Modern CNN-based models have been applied to soybean growth stage recognition, with a focus on optimizing both inference speed and accuracy. Lightweight variants of YOLOv5 have been trained to detect flowering and reproductive stages, often using UAV imagery with real-time performance targets. Pruned YOLOv5 architectures and attention-augmented backbones have demonstrated strong results for both in-field and edge-deployed phenology applications. In another line of research, over 44,000 strawberry images were used to train CNN classifiers for fine-grained seven-stage classification, achieving over 83% test accuracy with EfficientNet and similar models [
32]. These applications demonstrate the feasibility of deploying accurate and efficient CNNs across diverse environments, including field, greenhouse, and mobile platforms.
While recent advances in deep learning have improved the detection of certain soybean growth stages, most studies remain limited in scope, often targeting isolated phases such as early vegetative development. For example, early-stage detection efforts have utilized classical CNN architectures like AlexNet and its improved variants to classify VE (emergence), VC (cotyledon), and V1 (first trifoliolate) stages [
33]. However, these approaches do not leverage the capabilities of more recent and efficient architectures, such as transformer-based models or hybrid attention-enhanced CNNs, which offer greater accuracy and robustness in real-world applications.
In parallel, other research has focused on broader agronomic outcomes, including yield prediction based on pod detection [
34] or overall maturity estimation using aerial imagery and conventional machine learning classifiers such as random forests [
35]. While valuable, these studies do not provide stage-specific granularity across the full phenological timeline. As a result, there remains a significant gap in the literature for models that can comprehensively detect and classify all key soybean growth stages—from emergence and vegetative development to flowering, podding, and maturation—under varying environmental and imaging conditions. Addressing this gap is essential for advancing phenological monitoring, precision agriculture, and decision support systems in soybean production.
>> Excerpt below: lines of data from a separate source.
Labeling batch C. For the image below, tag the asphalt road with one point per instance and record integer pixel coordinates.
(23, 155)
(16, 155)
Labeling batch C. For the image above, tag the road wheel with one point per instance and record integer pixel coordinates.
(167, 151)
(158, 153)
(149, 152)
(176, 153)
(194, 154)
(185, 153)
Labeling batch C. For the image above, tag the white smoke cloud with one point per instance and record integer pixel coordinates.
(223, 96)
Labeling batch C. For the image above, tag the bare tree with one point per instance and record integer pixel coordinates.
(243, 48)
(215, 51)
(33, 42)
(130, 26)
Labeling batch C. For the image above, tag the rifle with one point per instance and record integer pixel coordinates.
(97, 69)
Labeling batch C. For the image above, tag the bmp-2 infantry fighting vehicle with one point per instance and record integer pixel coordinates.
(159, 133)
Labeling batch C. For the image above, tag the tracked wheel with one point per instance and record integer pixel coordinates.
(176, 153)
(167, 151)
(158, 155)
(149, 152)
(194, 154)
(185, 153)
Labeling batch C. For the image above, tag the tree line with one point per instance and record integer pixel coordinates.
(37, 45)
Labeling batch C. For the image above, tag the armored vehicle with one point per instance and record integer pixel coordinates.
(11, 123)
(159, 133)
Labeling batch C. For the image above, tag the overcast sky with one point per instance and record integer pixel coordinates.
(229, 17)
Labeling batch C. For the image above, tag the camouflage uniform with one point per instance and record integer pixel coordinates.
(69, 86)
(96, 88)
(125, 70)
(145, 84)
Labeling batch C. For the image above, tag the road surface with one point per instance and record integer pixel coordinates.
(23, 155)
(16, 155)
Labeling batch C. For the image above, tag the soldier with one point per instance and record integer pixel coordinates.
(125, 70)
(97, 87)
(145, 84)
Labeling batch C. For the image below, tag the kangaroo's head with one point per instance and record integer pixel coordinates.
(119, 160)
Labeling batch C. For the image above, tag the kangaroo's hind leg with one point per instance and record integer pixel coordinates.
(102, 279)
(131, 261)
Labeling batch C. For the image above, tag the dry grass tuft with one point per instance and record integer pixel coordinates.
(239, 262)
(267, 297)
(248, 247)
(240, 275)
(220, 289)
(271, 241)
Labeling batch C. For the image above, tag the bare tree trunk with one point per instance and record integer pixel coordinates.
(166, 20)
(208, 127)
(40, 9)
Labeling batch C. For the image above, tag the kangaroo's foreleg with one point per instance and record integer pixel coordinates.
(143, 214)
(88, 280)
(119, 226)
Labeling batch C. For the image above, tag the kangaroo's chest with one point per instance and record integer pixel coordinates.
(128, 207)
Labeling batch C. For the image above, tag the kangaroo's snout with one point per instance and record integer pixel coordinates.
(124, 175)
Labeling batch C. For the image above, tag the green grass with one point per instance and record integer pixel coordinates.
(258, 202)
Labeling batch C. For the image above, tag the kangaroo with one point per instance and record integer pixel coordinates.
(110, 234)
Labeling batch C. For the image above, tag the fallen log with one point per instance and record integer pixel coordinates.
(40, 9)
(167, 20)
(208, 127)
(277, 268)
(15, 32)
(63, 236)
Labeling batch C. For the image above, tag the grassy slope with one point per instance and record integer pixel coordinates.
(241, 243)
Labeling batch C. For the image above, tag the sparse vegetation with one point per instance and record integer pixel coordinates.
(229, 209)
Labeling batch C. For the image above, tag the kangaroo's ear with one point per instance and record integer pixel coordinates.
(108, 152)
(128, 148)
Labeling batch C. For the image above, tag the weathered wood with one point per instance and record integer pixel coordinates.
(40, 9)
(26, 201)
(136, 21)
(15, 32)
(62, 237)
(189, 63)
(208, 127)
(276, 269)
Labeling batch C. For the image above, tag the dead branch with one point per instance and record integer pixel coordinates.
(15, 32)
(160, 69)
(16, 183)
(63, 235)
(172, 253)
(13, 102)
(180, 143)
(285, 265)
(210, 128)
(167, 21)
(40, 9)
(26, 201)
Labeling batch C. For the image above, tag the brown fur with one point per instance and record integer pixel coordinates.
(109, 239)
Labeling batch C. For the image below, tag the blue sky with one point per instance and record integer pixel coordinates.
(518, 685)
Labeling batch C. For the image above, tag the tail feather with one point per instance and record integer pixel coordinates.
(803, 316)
In prior work, a transformer-based model—SoyStageNet—was developed for the real-time classification of six early soybean growth stages (VE to VN) using RGB imagery captured in greenhouse conditions [
36]. While this approach demonstrated strong accuracy and efficiency in early-stage detection, it was limited in scope and did not address later developmental phases such as flowering, podding, and maturity. The present study extends this line of research by expanding the stage coverage to nine classes representing the full phenological cycle, and by designing a new lightweight architecture aimed at achieving state-of-the-art accuracy while preserving real-time inference performance in practical deployment scenarios.
The main contributions of this work are as follows:
We present a comprehensive dataset of 17,204 labeled RGB images spanning nine complete soybean growth stages from emergence (VE) through full maturity (R8), addressing the limitation of existing datasets that focus only on isolated developmental phases.
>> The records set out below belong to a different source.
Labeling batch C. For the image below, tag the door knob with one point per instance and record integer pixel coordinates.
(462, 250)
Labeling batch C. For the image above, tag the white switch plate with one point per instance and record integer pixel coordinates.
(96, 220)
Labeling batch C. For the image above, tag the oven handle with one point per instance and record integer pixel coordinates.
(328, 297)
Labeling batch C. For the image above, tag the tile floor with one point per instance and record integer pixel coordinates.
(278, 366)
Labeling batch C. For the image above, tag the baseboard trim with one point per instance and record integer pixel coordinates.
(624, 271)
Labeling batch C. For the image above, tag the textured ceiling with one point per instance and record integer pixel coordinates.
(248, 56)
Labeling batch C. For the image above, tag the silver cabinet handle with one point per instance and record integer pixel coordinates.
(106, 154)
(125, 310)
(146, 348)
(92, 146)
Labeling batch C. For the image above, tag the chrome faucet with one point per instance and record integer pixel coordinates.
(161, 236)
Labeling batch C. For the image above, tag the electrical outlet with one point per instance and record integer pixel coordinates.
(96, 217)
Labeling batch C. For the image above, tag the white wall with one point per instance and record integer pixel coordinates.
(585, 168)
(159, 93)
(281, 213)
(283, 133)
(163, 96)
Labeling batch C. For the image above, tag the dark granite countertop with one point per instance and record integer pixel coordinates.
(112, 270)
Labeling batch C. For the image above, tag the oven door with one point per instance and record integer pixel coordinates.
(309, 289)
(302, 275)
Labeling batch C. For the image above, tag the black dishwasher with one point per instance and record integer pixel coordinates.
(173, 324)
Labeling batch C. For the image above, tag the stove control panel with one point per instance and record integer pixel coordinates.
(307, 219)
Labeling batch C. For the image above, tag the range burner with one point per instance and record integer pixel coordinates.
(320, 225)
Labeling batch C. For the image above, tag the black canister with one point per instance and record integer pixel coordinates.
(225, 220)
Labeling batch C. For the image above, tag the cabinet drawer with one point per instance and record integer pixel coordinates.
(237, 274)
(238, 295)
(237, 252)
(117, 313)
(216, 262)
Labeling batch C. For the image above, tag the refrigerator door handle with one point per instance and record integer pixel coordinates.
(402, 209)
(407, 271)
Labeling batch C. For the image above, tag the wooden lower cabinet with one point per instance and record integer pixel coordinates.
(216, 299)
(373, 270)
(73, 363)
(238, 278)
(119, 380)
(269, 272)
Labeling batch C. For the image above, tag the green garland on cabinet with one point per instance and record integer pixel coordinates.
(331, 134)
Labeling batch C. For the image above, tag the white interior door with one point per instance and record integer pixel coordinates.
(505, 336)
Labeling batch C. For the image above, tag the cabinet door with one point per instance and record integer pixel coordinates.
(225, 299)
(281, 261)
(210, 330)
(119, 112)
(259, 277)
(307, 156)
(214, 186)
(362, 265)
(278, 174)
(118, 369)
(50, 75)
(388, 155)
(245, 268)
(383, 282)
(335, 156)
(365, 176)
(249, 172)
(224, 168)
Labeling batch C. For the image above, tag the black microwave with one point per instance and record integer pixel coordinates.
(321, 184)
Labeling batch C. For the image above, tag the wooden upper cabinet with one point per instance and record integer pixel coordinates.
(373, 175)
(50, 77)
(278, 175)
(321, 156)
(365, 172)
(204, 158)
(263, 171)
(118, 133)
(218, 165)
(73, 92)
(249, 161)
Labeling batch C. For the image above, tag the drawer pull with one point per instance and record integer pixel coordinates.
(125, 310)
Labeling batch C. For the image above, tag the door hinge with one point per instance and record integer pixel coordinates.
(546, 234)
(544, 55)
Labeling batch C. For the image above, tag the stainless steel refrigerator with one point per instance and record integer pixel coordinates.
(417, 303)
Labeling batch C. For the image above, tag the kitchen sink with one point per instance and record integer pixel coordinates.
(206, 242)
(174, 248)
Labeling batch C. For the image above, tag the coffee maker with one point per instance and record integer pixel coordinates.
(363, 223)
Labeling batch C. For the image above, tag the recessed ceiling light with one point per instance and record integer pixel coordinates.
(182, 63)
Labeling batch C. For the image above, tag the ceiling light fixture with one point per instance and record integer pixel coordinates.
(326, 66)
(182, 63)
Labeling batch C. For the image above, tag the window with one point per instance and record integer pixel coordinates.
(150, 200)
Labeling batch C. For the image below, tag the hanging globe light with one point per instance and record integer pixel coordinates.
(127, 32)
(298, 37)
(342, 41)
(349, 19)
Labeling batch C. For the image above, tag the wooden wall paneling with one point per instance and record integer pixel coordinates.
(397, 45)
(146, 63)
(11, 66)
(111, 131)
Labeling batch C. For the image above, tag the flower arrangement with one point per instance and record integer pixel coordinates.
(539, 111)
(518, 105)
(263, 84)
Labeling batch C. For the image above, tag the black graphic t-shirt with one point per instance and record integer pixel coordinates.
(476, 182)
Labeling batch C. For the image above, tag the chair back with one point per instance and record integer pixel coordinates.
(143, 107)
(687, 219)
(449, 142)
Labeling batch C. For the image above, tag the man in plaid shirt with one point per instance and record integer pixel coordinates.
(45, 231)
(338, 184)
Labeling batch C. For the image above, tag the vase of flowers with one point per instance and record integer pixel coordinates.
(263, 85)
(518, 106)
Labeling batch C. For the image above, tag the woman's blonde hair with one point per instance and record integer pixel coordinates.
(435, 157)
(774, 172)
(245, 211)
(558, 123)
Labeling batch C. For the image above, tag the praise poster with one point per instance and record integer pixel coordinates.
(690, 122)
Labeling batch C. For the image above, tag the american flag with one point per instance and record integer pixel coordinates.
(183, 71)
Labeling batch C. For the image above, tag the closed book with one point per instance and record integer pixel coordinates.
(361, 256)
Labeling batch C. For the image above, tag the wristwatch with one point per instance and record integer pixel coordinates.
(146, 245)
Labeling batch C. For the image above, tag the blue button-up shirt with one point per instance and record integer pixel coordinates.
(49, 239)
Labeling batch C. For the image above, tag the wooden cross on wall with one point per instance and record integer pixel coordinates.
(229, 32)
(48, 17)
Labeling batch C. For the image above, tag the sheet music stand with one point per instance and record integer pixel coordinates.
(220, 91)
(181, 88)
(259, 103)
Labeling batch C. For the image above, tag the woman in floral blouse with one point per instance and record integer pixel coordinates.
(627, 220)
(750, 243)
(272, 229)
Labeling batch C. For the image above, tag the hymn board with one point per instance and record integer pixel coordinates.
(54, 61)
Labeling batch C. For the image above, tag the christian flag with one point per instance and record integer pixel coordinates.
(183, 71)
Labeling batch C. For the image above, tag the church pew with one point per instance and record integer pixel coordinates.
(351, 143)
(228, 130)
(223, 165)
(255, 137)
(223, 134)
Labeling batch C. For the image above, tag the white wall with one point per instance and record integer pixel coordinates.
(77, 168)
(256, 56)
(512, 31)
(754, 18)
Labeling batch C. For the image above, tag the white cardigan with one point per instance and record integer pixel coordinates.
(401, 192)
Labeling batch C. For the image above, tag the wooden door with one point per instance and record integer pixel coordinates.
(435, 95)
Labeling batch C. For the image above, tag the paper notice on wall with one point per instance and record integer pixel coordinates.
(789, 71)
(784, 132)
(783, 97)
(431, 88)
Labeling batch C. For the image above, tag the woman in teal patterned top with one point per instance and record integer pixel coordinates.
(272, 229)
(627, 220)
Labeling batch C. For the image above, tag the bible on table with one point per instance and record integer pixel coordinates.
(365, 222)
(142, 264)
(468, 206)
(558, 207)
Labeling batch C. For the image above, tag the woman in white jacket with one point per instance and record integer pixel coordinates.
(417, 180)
We introduce DELTA-SoyStage, a novel object detection architecture combining an EfficientNet backbone with a lightweight ChannelMapper neck and the newly proposed DELTA (Denoising Enhanced Lightweight Task Alignment) detection head, achieving 73.9% AP with only 24.4 GFLOPs—4.2× fewer FLOPs than state-of-the-art baselines while maintaining competitive accuracy.
We conduct extensive ablation studies systematically evaluating task alignment mechanisms, multi-scale feature extraction strategies, and encoder–decoder depth configurations, providing insights into optimal architectural choices for agricultural detection applications.
Through computational analysis, we show that our architecture’s reduced FLOP requirements and compact parameter count position it for deployment on resource-constrained edge devices, potentially enabling timely agricultural decision-making without reliance on cloud infrastructure.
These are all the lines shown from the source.